This cyber-journey has taught me many new truths:
that every domestic setback, from shredded tissues in the hot cycle to the embarrassing moment with the Bishop, has an underlying value - as a blog post!
that blogging accelerates children's mastery of life skills. Yep, ever since I began spending hours in isolation with my laptop my helpless pair have learned to bath themselves, make their own sandwiches and fathom the three remote controls required to switch on our TV.
that there are many more kindred spirits in cyberspace than in real life. Real-life mothers are never bored by childcare, never imbibe in daylight hours and never sleep in month-old sheets. Cyber mothers, on the other hand, stand shoulder to shoulder amid domestic mayhem - and are prepared to admit that they don't know where their iron is.
that my habit of peering through strangers' lighted windows is legitimate. Because that's what blogging is all about isn't it? I used to deem it nosiness; now I realise it's a cathartic sharing of life experience!

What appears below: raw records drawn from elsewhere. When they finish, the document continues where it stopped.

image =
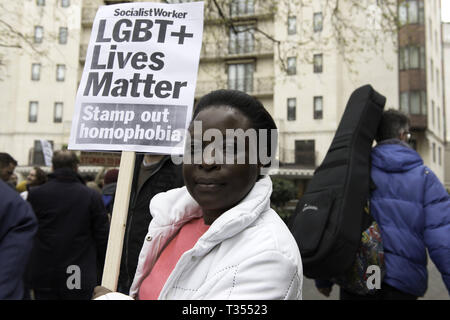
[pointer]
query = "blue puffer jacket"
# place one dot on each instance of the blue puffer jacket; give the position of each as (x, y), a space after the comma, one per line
(412, 209)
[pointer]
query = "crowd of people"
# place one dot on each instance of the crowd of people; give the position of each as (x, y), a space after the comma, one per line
(206, 230)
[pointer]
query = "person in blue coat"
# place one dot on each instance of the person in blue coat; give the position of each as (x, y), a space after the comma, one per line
(412, 209)
(18, 225)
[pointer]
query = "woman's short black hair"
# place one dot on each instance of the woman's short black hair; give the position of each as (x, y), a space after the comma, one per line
(391, 124)
(251, 107)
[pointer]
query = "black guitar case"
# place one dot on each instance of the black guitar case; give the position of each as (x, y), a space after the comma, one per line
(328, 219)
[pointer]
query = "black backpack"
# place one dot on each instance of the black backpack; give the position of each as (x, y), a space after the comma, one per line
(329, 219)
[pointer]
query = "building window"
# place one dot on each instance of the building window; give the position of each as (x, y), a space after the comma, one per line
(240, 77)
(440, 156)
(432, 112)
(36, 71)
(292, 25)
(241, 7)
(437, 81)
(38, 34)
(318, 107)
(291, 109)
(413, 102)
(32, 111)
(431, 70)
(434, 152)
(57, 112)
(60, 72)
(318, 22)
(305, 153)
(411, 11)
(412, 57)
(292, 65)
(438, 113)
(63, 32)
(318, 63)
(242, 41)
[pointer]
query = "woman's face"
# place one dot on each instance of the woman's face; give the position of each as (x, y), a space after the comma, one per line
(32, 176)
(215, 186)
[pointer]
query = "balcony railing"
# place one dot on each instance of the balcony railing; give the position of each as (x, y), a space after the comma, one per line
(260, 10)
(226, 49)
(262, 86)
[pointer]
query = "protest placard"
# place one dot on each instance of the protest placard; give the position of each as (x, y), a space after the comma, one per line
(138, 84)
(136, 93)
(47, 151)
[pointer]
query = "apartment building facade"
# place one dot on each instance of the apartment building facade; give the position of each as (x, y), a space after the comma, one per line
(286, 54)
(39, 75)
(446, 85)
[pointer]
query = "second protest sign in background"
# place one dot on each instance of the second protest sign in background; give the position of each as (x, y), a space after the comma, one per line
(138, 84)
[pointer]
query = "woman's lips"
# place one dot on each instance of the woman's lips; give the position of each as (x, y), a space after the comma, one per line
(208, 185)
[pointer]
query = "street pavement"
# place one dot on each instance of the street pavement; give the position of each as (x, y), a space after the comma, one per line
(436, 288)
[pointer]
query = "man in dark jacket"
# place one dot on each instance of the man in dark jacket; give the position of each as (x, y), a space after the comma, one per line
(72, 237)
(412, 209)
(18, 226)
(152, 174)
(7, 166)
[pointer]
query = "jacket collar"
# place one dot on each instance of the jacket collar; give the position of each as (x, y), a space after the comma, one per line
(394, 141)
(176, 207)
(66, 174)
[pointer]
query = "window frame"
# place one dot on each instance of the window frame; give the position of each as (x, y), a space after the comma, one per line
(317, 114)
(291, 109)
(318, 68)
(58, 68)
(291, 68)
(36, 37)
(292, 25)
(65, 3)
(243, 76)
(38, 76)
(33, 116)
(317, 23)
(65, 38)
(55, 118)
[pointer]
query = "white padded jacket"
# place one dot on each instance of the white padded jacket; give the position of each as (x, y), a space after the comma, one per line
(247, 253)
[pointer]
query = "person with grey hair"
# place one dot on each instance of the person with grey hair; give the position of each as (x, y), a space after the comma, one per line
(70, 246)
(412, 209)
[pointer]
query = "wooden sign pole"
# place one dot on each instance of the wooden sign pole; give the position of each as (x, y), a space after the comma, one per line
(118, 221)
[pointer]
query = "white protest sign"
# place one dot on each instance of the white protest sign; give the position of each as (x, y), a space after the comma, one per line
(138, 84)
(47, 150)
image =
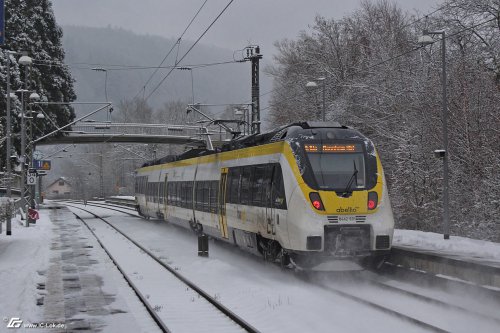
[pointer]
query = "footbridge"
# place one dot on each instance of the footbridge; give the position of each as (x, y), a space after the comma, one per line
(103, 132)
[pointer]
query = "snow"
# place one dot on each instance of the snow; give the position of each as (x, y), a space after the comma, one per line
(455, 246)
(265, 296)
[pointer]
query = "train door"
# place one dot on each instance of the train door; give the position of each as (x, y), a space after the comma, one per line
(158, 194)
(269, 204)
(222, 203)
(165, 198)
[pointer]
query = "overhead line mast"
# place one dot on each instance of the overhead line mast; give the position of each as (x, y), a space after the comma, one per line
(253, 54)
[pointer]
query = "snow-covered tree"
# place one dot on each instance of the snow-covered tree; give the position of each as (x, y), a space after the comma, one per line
(30, 26)
(378, 81)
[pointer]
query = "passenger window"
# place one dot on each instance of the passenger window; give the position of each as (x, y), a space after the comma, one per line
(234, 184)
(246, 190)
(258, 185)
(278, 188)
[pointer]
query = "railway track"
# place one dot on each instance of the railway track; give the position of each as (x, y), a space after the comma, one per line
(180, 289)
(377, 282)
(114, 207)
(368, 288)
(379, 307)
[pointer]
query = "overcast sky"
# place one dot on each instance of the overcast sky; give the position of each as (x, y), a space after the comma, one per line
(245, 22)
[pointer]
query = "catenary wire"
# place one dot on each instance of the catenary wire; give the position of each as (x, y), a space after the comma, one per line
(189, 50)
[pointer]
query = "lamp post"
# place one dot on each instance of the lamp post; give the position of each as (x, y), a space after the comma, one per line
(313, 85)
(190, 69)
(100, 69)
(426, 39)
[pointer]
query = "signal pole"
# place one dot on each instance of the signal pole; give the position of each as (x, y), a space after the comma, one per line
(253, 54)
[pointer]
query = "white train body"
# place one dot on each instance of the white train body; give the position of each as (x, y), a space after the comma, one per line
(310, 194)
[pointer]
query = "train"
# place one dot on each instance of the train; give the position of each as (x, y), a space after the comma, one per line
(309, 195)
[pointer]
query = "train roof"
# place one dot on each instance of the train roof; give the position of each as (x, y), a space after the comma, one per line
(275, 135)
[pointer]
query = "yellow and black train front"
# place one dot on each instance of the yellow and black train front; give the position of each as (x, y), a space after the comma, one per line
(339, 207)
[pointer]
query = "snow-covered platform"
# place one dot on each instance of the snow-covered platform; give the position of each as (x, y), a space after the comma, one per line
(462, 258)
(54, 274)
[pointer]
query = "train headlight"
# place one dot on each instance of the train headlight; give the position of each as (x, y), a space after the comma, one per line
(316, 201)
(372, 200)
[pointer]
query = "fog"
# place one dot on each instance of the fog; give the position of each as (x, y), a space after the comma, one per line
(259, 22)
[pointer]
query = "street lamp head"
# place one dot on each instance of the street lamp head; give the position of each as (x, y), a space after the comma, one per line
(25, 60)
(34, 96)
(425, 39)
(311, 85)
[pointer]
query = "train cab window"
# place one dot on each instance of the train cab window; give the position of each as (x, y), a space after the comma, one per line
(258, 182)
(278, 197)
(245, 186)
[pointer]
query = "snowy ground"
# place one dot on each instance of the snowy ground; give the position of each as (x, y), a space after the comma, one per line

that you can have good friends that you've never met. The bloggers who propped me up when I took my first blundering steps, the tweeters who helped clean my burnt Le Creuset before the Vicar saw it and who turned forward rolls for me when I was bored once last week and all those who have bolstered my stats and my ego with comments. Each one of you would earn the highest token of my esteem - an inked entry in my address book - if I knew you in real life.